En 1297 viajó a Granada y allí fue hecho prisionero por los musulmanes. Sin duda le precedía su vigorosa defensa de los cautivos a los que rescataba, y la instrucción y bautismo que impartía a los cristianos, así como su encendida predicación junto a sus dotes de pacificador. Además, su amigo el rey Jaime I, en 1294 no había tenido reparos en establecer un tratado de amistad con el rey nazarí Muhammad I Al-Ahmar (el Rojo), que en ese momento regía la ciudad de la Alhambra. Pero en 1297 el nuevo emir Muhammad II Al-Faqih, hijo del anterior, había roto el pacto dejando clausurado dramáticamente el periodo de paz del que transitoriamente gozaron los cristianos. Tras su captura, Pedro fue recluido en la torre granadina del Carmen de los Mártires.

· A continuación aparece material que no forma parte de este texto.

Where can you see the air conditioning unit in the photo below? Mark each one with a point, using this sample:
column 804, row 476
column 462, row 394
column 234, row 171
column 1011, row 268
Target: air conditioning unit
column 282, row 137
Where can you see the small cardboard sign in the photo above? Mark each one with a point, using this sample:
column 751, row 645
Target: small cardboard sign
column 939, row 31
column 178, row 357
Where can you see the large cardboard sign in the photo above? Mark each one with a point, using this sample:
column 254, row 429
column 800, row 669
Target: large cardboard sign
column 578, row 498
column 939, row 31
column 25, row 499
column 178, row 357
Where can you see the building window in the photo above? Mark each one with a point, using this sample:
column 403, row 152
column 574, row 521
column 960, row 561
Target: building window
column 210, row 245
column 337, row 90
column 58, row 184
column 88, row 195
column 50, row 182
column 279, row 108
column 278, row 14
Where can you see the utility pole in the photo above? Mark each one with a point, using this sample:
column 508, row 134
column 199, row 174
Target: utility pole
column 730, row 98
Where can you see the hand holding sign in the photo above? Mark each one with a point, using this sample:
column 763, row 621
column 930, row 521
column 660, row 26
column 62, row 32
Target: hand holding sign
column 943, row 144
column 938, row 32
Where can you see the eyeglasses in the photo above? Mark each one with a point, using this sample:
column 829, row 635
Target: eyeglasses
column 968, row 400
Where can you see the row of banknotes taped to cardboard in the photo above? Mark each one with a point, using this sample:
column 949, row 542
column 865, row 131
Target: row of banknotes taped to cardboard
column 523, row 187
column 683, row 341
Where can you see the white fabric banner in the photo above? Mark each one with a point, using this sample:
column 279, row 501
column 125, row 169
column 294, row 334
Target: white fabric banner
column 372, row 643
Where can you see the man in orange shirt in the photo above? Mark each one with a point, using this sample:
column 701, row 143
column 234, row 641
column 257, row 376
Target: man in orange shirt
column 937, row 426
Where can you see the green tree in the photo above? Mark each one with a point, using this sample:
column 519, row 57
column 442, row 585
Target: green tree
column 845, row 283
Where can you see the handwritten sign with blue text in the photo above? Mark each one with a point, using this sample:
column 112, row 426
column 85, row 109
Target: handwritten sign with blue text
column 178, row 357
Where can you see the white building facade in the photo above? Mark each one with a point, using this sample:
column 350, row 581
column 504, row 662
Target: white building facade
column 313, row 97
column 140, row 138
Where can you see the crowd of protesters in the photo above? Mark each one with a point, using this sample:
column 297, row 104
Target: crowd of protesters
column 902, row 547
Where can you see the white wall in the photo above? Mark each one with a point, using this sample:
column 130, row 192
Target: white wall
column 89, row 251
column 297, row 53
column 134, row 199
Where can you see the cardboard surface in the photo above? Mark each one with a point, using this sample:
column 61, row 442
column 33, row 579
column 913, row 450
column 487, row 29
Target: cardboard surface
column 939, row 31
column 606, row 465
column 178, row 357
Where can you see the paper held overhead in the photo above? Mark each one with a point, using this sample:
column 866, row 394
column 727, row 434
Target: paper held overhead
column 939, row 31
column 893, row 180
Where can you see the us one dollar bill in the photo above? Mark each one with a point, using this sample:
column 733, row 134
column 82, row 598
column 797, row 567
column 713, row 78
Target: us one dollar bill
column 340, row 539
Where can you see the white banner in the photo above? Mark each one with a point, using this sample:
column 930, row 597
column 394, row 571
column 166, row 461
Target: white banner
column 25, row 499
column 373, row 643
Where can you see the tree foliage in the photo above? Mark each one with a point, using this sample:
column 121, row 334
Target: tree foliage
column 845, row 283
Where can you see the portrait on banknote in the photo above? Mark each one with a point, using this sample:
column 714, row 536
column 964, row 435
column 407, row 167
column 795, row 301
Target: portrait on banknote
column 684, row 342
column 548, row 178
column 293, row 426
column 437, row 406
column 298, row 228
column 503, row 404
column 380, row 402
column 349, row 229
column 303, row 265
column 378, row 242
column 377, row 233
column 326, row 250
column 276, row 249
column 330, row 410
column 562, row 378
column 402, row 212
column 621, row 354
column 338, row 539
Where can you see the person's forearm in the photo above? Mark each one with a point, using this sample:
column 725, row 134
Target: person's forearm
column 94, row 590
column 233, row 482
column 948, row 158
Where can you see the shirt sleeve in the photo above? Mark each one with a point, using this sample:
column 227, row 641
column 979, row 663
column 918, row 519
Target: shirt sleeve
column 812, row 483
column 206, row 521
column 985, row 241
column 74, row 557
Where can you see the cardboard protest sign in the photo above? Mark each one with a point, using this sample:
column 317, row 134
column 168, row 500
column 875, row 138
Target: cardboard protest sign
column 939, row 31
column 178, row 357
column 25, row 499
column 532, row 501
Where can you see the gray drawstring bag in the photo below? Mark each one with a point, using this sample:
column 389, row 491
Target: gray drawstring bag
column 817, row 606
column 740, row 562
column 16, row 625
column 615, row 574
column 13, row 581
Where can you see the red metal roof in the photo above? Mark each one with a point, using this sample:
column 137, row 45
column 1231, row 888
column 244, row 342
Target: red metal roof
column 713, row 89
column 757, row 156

Al saber la noticia, los fieles destinaron limosnas para rescatarlo, pero Pedro no las aceptó sino que con ellas liberó a otros esclavos necesitados. En prisión escribió varios tratados sobre la vida espiritual y diversas obras defendiendo la fe, en las que refutaba tesis de judíos y de musulmanes. Sus trabajos suscitaron la ira de sus captores, y le condenaron a muerte por decapitación. Padeció un momento de terror que solapó instantáneamente su gozo por el martirio. Cristo le consoló: «Pedro, no te asustes porque la naturaleza haga su oficio. Yo mismo estuve triste hasta la muerte la noche antes de mi Pasión, y por tu amor padecí aquella amarga agonía». Lleno de fortaleza se enfrentó a este martirio el 6 de diciembre de 1300. Clemente X confirmó su culto el 14 de agosto de 1670.